The Renowned Filmmaker reflecting on His Latest Revolutionary War Documentary: ‘This Is Our Most Crucial Work’
Ken Burns is now considered not just a documentarian; he is a brand, a one-man industrial complex. When he has project heading for the television, all desire his attention.
He participated in “countless podcast appearances”, he says, approaching the conclusion of his extensive publicity circuit that included 40 cities, 80 screenings plus countless media sessions. “With podcasts numbering in the hundreds of millions, I feel I’ve participated in a substantial portion.”
Fortunately Burns is a force of nature, as expressive in conversation as he is accomplished while filmmaking. The veteran director has traveled from historical sites to popular podcasts to talk about his latest monumental work: The American Revolution, an extensive six-episode, twelve-hour film project that dominated a substantial portion of his recent years and arrived this week on public television.
Timeless Filmmaking Method
Like slow cooking in today’s rapid-consumption era, this documentary series is defiantly traditional, more redolent of historical documentary classics than the era of digital documentaries new media formats.

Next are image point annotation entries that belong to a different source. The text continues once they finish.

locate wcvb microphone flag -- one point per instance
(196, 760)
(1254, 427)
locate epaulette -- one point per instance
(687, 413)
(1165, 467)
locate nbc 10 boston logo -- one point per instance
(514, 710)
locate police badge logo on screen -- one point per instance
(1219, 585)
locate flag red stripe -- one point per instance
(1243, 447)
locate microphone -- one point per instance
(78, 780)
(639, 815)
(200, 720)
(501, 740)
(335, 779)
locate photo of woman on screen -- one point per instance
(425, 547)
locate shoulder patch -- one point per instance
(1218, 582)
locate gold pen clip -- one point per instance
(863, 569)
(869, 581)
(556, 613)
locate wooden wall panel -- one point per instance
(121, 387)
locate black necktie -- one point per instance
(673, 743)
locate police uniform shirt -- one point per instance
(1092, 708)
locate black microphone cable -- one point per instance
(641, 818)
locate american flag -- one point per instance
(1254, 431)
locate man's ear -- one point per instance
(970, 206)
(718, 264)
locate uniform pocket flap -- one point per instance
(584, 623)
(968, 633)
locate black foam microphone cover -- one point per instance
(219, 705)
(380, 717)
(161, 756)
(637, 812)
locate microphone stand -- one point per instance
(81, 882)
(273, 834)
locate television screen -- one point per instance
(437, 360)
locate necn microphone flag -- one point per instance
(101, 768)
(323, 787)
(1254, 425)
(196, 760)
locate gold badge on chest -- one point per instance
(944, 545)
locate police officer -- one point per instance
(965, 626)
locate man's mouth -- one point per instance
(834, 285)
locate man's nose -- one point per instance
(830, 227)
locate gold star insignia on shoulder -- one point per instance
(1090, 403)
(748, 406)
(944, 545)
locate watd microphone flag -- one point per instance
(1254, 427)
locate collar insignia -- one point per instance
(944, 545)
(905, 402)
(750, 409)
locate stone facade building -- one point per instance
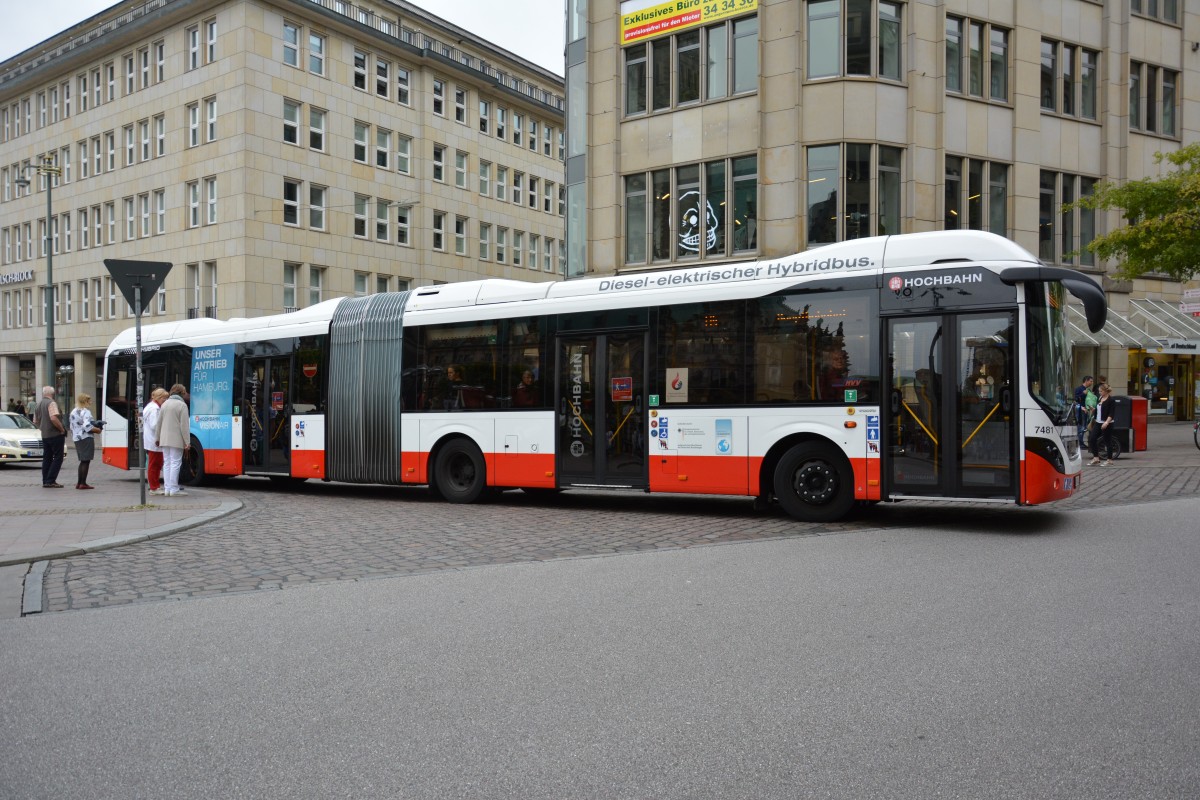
(279, 152)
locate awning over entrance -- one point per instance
(1164, 320)
(1117, 331)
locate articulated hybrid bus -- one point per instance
(930, 366)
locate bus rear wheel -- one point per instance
(814, 483)
(460, 473)
(191, 471)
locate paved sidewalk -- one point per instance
(42, 523)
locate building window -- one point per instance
(360, 215)
(977, 200)
(291, 202)
(317, 130)
(439, 230)
(969, 68)
(144, 214)
(160, 133)
(1063, 234)
(439, 157)
(460, 235)
(667, 72)
(144, 134)
(383, 78)
(849, 197)
(193, 204)
(402, 89)
(485, 116)
(291, 121)
(360, 70)
(694, 211)
(403, 155)
(289, 286)
(402, 215)
(160, 212)
(316, 54)
(382, 228)
(383, 149)
(361, 132)
(871, 43)
(210, 200)
(439, 97)
(193, 125)
(317, 208)
(1165, 10)
(485, 178)
(193, 47)
(485, 241)
(210, 114)
(210, 41)
(316, 282)
(1069, 79)
(460, 106)
(1153, 98)
(460, 169)
(502, 184)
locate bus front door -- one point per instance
(265, 429)
(601, 404)
(952, 407)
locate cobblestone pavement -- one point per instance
(316, 533)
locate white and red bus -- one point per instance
(929, 366)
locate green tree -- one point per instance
(1163, 220)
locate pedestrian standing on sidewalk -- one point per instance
(154, 452)
(83, 425)
(1102, 428)
(173, 434)
(48, 417)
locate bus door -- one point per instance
(601, 408)
(267, 432)
(951, 428)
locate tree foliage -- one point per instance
(1162, 232)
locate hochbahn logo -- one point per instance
(898, 283)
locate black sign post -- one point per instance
(132, 277)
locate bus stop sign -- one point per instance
(130, 275)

However, for the filmmaker, who has built a career chronicling strands of US history spanning various American subjects, the revolutionary period transcends ordinary historical coverage but essential. “I recently told collaborator Sarah Botstein recently, and she concurred: no future work will carry greater importance,” Burns states during a telephone interview.
Comprehensive Scholarly Work
The filmmaking team and screenwriter Geoffrey Ward drew upon countless written sources and primary source materials. Multiple academic experts, covering various ideological backgrounds, contributed scholarly insights along with leading scholars covering various specialties including slavery, first nations scholarship plus colonial history.
Signature Documentary Style
The film’s approach will feel familiar to viewers of Burns’ earlier work. The unique approach included slow pans and zooms through archival photographs, extensive employment of contemporary scores and actors interpreting primary sources.
This period represented Burns built his legacy; years later, presently the respected veteran of historical films, he can apparently summon numerous talented actors. Appearing alongside Burns during a recent appearance, acclaimed writer Lin-Manuel Miranda commented: “When Ken Burns calls, you say ‘Yes.’”
All-Star Cast
The decade-long production schedule provided advantages concerning availability. Filming occurred at professional facilities, in relevant places using online technology, a method utilized during the pandemic. Burns recounts collaborating with actor Josh Brolin, who made time in Atlanta to voice his character portraying the founding father before flying off to his next engagement.
The cast includes numerous acclaimed actors, respected performing veterans, diverse creative professionals, household names and rising talent, accomplished dramatic artists, British and American talent, Edward Norton, David Oyelowo, Mandy Patinkin, small and big screen veterans, and many others.
Burns adds: “Truly, this might be the most exceptional group recruited for any project. They do an extraordinary service. Selection wasn’t based on fame. It irritated me when questioned, ‘So why the celebrities?’. I go, ‘These are actors.’ They represent global acting excellence and they animate historical material.”
Historical Complexity
Nevertheless, the absence of living witnesses, visual documentation required the filmmakers to depend substantially on primary texts, weaving together personal accounts of numerous historical characters. This allowed them to introduce audiences not just the famous founders of that era but also to “dozens of others essential to the narrative, many of whom lack visual representation.
Burns also indulged his personal passion for geography and cartography. “I love maps,” he comments, “featuring increased geographical representation in this project compared to previous works throughout my entire career.”
Global Significance
The production crew recorded at numerous significant sites throughout the continent and in London to capture the landscape’s character and collaborated substantially with historical interpreters. All these elements combine to tell a story more brutal, complicated and internationally important than the one taught in schools.
The film maintains, represented more than local dispute concerning territory, taxes and political voice. Rather, the series depicts a violent confrontation that finally engaged numerous countries and surprisingly represented what it calls “the noble aspirations of humankind”.
Civil War Reality
Initial complaints and protests aimed at the crown by American colonists across thirteen rebellious territories rapidly became a bloody domestic struggle, dividing communities and households and neighbour against neighbour. During the second installment, scholar Alan Taylor notes: “The primary misunderstanding about the American Revolution centers on assuming it constituted that unified Americans. This omits the fact that colonists battled fellow colonists.”
Sophisticated Interpretation
For him, the independence account that “typically is overwhelmed by emotionalism and wistful remembrance and remains shallow and insufficiently honors actual events, all contributors and the extensive brutality.
Taylor maintains, a revolution that proclaimed the world-changing idea of inherent human rights; a vicious internal conflict, separating rebels and supporters; and a global war, continuing previous patterns of struggles among European powers for control of the continent.